ノブナガはゴブリン達に囲まれ、悪態をついていた。


となりでアネッサが「う…」と小さく声を漏らしながら、バツの悪そうな顔をしているがノブナガの視界には入っていない。


すでに100体以上のゴブリンを斬り殺しているが、洞窟の奥からワラワラとゴブリンが湧いて出てきているのだ。




王都アクロザホルンから西に半日ほど歩いた場所にある村の近くにその森があった。

その森の入口付近にゴブリンが住み着いたという洞窟があり、今回の目的地であった。

いま、ノブナガ達はこの洞窟に入り3時間程経っているだろうか。

ギルドの受付嬢は、この辺の洞窟はそんなに広くないと言っていたが、まだまだ洞窟は広がっているようでノブナガが思う『広くない』と、受付嬢の思う『広くない』には、かなりの乖離があるように感じていた。


この森にはいくつかの天然洞窟があり、ゴブリンやオークなどの魔物や、黒大蜘蛛や大蠍などの魔獣が住み着いている。

森の奥にある洞窟なら魔物や魔獣達がそこで繁殖していても、付近の村や町にはそんなに影響はないだろう。

(まったく無いわけではないが、比較的影響は少ない… というレベルだ)


今回は森の入口付近であるため、その洞窟に住み着いた魔物や魔獣達が森を出て村や町を襲う可能性があったのだ。

それを危惧した付近の村や町の住人から、王国へ対策の要望を依頼していたのが、今回のクエストの真相だった。

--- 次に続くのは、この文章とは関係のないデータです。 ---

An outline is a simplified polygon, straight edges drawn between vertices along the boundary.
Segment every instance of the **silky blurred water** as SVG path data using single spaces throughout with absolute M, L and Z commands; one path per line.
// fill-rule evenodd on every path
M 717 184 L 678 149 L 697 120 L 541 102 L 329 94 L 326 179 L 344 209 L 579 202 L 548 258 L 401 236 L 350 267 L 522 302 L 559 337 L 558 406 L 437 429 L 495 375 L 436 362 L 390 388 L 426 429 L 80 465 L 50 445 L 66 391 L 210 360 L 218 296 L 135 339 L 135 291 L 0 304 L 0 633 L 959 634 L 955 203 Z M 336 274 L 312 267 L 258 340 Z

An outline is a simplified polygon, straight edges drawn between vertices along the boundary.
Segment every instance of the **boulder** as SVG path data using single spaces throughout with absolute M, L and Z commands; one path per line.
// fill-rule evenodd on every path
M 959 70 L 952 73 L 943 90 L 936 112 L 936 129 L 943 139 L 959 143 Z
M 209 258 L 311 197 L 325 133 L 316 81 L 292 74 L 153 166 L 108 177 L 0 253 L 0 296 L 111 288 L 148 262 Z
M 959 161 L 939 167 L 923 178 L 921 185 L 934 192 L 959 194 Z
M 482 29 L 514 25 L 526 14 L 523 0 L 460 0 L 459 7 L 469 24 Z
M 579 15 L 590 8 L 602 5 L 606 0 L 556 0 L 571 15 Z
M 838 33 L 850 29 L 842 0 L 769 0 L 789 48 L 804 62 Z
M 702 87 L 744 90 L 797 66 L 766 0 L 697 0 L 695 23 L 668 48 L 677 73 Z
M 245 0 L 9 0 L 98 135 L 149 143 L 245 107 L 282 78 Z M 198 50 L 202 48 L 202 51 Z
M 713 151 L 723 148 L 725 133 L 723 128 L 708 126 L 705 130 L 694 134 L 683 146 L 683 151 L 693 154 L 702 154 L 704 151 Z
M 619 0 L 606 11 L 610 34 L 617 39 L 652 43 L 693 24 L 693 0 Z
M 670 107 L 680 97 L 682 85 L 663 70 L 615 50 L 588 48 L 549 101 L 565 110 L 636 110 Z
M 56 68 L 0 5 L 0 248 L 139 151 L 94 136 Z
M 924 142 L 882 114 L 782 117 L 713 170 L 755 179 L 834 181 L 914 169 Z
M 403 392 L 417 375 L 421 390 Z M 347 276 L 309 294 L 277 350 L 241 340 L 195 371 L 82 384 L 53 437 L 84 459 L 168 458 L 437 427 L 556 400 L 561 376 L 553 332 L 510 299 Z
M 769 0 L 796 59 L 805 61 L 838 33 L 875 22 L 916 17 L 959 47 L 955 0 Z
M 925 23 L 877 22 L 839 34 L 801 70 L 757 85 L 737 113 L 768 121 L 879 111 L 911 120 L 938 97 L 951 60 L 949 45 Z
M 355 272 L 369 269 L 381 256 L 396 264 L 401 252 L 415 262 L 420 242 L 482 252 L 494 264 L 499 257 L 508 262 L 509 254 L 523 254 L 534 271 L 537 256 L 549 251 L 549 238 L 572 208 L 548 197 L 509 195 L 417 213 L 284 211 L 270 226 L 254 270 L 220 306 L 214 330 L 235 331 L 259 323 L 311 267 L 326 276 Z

ちなみにアネッサの話しだと、この世界には魔素という物質があり、魔素は空気のように自然にあるもので、森や洞窟・墓場などには魔素溜まりが出来やすいらしい。

その魔素から発生するスライムやバジリスク、コカトリスなどを魔物と呼び、元は動物や昆虫などで魔素を浴びて変異したものを魔獣と呼んでいたらしい。

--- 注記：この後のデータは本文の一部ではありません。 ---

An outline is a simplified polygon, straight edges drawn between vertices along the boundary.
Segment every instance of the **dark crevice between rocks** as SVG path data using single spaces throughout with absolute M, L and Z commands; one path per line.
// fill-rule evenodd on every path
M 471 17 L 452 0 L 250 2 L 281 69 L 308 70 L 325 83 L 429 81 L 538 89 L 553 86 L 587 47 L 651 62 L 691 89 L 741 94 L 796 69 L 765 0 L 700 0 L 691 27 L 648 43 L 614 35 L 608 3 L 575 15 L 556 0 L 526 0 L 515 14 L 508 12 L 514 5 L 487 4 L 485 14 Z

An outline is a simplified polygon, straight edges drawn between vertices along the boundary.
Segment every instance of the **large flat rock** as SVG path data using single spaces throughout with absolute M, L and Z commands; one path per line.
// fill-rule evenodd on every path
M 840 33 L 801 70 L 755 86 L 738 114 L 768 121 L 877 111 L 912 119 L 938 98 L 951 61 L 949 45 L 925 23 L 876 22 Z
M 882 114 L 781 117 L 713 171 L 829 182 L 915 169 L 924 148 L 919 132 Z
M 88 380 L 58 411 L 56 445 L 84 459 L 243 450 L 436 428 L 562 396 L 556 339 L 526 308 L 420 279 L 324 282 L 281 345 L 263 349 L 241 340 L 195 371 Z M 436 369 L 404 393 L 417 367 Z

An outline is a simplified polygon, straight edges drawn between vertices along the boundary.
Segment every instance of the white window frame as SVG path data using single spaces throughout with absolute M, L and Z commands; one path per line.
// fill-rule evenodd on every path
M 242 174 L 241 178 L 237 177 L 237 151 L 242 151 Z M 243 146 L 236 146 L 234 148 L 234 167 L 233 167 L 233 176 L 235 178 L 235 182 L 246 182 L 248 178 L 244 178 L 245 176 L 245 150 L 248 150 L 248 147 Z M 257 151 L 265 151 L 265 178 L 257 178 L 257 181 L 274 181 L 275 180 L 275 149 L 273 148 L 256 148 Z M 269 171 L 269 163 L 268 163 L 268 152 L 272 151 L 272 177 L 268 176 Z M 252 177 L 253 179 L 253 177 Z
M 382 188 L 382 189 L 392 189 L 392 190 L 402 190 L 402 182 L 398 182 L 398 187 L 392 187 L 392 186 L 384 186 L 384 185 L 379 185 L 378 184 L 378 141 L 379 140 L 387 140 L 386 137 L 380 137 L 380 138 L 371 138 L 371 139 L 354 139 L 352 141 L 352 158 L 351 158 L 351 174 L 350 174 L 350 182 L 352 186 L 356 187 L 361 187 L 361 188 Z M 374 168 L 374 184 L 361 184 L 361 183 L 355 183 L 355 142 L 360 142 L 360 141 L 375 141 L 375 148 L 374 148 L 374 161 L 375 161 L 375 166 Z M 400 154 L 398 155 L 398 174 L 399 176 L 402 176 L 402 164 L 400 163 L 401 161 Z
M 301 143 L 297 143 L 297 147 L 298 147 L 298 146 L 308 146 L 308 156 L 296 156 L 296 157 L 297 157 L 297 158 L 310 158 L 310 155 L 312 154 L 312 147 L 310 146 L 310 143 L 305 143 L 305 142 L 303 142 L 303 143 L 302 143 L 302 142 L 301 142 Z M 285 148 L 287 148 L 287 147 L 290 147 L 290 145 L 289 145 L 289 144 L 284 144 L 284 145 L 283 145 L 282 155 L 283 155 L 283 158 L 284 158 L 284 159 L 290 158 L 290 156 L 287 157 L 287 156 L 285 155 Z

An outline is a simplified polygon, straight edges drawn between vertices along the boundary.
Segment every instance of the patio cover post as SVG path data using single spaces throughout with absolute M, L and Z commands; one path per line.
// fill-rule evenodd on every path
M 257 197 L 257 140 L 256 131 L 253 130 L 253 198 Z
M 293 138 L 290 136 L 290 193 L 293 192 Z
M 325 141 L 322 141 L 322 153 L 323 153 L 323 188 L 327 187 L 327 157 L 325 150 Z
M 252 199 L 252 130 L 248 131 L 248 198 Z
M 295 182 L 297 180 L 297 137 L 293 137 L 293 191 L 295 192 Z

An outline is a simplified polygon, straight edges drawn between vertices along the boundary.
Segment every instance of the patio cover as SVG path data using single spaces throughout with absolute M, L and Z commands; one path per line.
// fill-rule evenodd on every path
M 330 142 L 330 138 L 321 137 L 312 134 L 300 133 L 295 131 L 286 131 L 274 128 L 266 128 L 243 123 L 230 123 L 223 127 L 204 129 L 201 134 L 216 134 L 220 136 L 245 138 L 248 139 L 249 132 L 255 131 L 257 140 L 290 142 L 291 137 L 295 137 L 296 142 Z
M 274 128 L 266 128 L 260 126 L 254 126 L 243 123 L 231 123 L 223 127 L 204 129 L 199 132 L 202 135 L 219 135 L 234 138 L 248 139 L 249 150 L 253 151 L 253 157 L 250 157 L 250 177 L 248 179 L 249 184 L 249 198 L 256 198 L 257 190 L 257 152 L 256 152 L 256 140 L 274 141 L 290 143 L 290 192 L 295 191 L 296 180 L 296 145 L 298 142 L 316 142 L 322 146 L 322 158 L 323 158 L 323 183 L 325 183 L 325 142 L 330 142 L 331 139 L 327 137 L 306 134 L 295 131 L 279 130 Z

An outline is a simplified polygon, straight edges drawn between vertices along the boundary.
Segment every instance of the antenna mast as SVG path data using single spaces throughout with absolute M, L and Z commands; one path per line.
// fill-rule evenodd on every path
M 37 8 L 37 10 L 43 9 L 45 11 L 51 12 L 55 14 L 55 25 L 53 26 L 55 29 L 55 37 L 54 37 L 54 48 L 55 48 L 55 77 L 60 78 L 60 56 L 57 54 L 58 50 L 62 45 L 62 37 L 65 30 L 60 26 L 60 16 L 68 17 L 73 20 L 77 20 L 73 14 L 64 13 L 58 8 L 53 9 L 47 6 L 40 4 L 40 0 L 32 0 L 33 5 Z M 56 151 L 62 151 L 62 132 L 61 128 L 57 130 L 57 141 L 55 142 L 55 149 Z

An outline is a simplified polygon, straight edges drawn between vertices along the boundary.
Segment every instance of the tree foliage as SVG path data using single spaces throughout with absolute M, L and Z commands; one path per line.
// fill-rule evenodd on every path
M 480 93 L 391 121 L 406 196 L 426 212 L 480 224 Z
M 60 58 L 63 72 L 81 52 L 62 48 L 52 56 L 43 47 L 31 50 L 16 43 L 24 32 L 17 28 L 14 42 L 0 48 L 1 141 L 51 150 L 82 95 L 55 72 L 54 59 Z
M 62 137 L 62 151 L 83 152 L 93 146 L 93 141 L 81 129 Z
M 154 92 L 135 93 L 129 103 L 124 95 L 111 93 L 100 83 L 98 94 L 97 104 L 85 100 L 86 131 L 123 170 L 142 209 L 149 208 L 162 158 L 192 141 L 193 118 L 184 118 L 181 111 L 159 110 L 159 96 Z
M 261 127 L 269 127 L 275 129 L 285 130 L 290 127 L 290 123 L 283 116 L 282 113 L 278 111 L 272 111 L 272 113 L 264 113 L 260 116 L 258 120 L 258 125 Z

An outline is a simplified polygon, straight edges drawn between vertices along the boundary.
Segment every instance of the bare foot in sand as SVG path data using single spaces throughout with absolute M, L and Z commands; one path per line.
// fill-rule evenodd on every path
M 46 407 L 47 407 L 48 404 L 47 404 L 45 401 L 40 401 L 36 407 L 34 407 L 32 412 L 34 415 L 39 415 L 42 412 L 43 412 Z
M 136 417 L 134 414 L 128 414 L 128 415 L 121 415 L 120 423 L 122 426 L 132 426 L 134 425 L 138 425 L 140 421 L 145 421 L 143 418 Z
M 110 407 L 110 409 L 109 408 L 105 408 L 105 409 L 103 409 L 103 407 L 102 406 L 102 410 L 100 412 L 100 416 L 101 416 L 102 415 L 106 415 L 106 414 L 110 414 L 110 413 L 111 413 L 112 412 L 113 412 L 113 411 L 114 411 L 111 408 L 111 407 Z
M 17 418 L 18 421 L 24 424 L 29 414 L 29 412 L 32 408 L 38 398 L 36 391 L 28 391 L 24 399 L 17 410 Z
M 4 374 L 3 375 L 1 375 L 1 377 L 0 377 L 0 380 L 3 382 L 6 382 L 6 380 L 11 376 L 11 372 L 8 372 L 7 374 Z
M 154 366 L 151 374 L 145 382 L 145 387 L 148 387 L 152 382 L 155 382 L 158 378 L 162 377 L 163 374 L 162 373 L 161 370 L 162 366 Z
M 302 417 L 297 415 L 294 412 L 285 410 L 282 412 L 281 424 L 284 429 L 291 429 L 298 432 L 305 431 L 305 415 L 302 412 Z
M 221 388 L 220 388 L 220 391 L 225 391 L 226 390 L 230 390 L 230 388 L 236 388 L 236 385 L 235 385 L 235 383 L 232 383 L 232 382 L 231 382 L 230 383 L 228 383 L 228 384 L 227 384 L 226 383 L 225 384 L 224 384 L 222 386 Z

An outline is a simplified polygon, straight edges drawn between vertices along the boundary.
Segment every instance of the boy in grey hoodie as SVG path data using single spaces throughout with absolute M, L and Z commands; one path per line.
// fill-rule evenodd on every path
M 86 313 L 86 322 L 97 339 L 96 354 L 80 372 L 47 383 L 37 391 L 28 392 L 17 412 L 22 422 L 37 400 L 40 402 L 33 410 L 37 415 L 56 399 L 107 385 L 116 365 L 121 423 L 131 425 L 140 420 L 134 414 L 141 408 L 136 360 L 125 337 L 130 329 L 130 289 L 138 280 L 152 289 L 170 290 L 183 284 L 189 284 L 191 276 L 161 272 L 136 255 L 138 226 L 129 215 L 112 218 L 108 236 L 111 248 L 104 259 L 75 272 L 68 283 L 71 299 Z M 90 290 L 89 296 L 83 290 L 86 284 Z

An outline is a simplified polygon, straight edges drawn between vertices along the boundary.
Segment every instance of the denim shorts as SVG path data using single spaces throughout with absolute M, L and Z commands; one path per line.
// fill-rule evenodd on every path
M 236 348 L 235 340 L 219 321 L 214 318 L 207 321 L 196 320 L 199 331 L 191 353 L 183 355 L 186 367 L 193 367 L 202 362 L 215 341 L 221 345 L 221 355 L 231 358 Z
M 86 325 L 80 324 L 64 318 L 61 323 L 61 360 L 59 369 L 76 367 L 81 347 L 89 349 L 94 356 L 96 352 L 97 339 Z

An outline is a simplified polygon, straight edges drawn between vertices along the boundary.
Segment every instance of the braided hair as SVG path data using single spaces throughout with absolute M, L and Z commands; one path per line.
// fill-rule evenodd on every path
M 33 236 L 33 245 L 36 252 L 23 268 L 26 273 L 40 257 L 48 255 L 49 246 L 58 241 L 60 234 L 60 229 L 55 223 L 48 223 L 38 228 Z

ただ、アネッサがヒトであった300年前はそう呼び分けていたようだが、最近はその定義が曖昧になり、まとめて『魔物』と呼ぶ事が多いそうだ。



ゴブリン達を見ながら、ふと、そんな話しを思い出したノブナガは、

(こやつらは、『魔獣』じゃろうか? それとも『魔物』なんじゃろうか?)

と、くだらない事を考えていた。


この洞窟で出会ったゴブリンのほとんどを一撃で斬り殺しきたノブナガにとって、これくらいの数なら容易く屠ることができる自信があった。

ただ、数が多いので疲れる事と、多少、面倒臭い事がネックなだけなのだ。


「まぁ、どっちでも良いわ」

ノブナガは腰を落とし、ゴブリンに斬りかかる体勢をとる。


「ノブナガ、さっきと同じようにいくわよ!」

アネッサはゴブリンを見据えながら、ノブナガに声を掛けると、「承知」とノブナガも短く答えた。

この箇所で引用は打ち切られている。